Wednesday, March 18, 2015

Title

Simple Interactive Object Extraction in still images

Introduction

This article is about an algorithm for foreground extraction in still image. The presented approach has been derived from color signatures, a technique originating from image retrieval.

Methodology

Algorithm

·         Define foreground

·         Rest of the image is considered as background

·         Input

There are 3 user specified regions as inputs called “Trimap”.

·         Known background
·         Unknown region
·         Known foreground (optional)

Using additional selections the user may specify one or more “known regions”. Trimap is mapped to a confidence matrix where each element of the matrix corresponds to a pixel in the image.

 Values of the elements lie in the interval [0, 1] where a value of
0 – specifies known background
0.5 – Unknown region
1 – Known foreground

Any other value expresses uncertainty with a certain tendency towards one limit or the other.

Convert to CIELAB

·         Convert the entire image into the CIELAB color space

·         It is based on the opponent colors theory of color vision which assumes that two colors cannot be both green and red, nor yellow and blue at the same time.

·         Therefore single value can be used to describe the red/green and yellow/blue attributes.

·         L – lightness
·         A – red/green value
·         B – yellow/blue value

·         ‘White’ is used as approximation to all possible color and lighting conditions that might appear in an image.

Color Segmentation

·         Create a kind of color signature of the known background and use it to classify the pixels in the images as those belonging to the signature and those not belonging to the signature.
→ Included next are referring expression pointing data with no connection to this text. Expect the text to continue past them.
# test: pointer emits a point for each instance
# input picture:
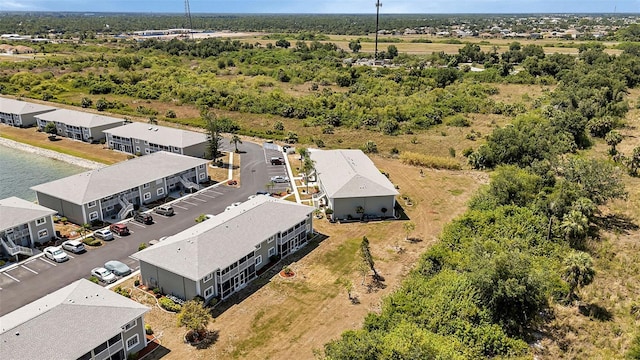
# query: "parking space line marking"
(48, 262)
(35, 272)
(11, 277)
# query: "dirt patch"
(278, 318)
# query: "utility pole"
(378, 5)
(187, 11)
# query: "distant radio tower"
(378, 5)
(187, 12)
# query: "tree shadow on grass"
(266, 276)
(595, 311)
(209, 339)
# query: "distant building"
(79, 125)
(112, 193)
(24, 224)
(350, 182)
(81, 321)
(21, 113)
(140, 139)
(222, 255)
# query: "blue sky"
(327, 6)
·         Use two stage k-d tree algorithm

·         To simply divide the given interval into two equally sized sub intervals (instead of splitting the sample set of its median).

·         1 stage:
ü  Approximate clusters are found by building up the tree and stopping when an interval at a node has become smaller than the allowed cluster diameter.
ü  At this point clusters may be split into several nodes.
·         2 stage:
ü  Nodes belong to several clusters are recombined. Another k-d tree clustering is performed using just the cluster centroid from the 1st stage.
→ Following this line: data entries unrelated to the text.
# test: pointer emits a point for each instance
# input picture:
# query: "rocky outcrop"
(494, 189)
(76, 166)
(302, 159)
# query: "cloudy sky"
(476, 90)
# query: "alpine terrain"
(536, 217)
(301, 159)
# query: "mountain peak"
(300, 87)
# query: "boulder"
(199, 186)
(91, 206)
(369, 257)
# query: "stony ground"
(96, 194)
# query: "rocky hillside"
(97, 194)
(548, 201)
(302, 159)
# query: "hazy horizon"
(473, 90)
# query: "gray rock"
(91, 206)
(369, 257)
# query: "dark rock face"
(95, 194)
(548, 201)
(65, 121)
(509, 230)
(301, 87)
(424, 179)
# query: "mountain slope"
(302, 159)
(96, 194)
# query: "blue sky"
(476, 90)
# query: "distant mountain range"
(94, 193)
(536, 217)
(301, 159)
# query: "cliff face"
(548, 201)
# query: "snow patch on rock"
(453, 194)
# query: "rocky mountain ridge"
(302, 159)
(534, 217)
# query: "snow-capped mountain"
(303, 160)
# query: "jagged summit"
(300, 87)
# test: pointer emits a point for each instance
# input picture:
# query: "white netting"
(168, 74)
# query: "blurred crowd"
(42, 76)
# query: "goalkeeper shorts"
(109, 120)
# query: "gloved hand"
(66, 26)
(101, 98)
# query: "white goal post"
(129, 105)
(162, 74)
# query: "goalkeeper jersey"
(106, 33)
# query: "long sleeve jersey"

ü  Use different cluster sizes L – 0.64, A – 1.28, B – 2.56

ü  Build the k-d tree and store the interval boundaries in the nodes. Given a certain pixel all that has to be done is to traverse the tree to find out whether it belongs to one of the known background clusters or not.


ü  Another k-d tree is built for known foreground. Each pixel is checked against the known foreground. If it doesn’t belong to either one of the trees, it is assumed to belong to the cluster with the minimum Euclidian distance between the pixel and each cluster’s centroid.

Post processing

ü  Eliminate the background colors that appear in the foreground

ü  Assume the biggest region is the one of user interest and eliminate all other regions.

ü  Confidence matrix – identify the regions that were classified as foreground. 

Applications

The advantage of the algorithm is that its central data structure is efficient and not spatially bounded to a certain picture, like a graph spanned between pixels. Once built, the structure can be reused for subsequent frames in a video.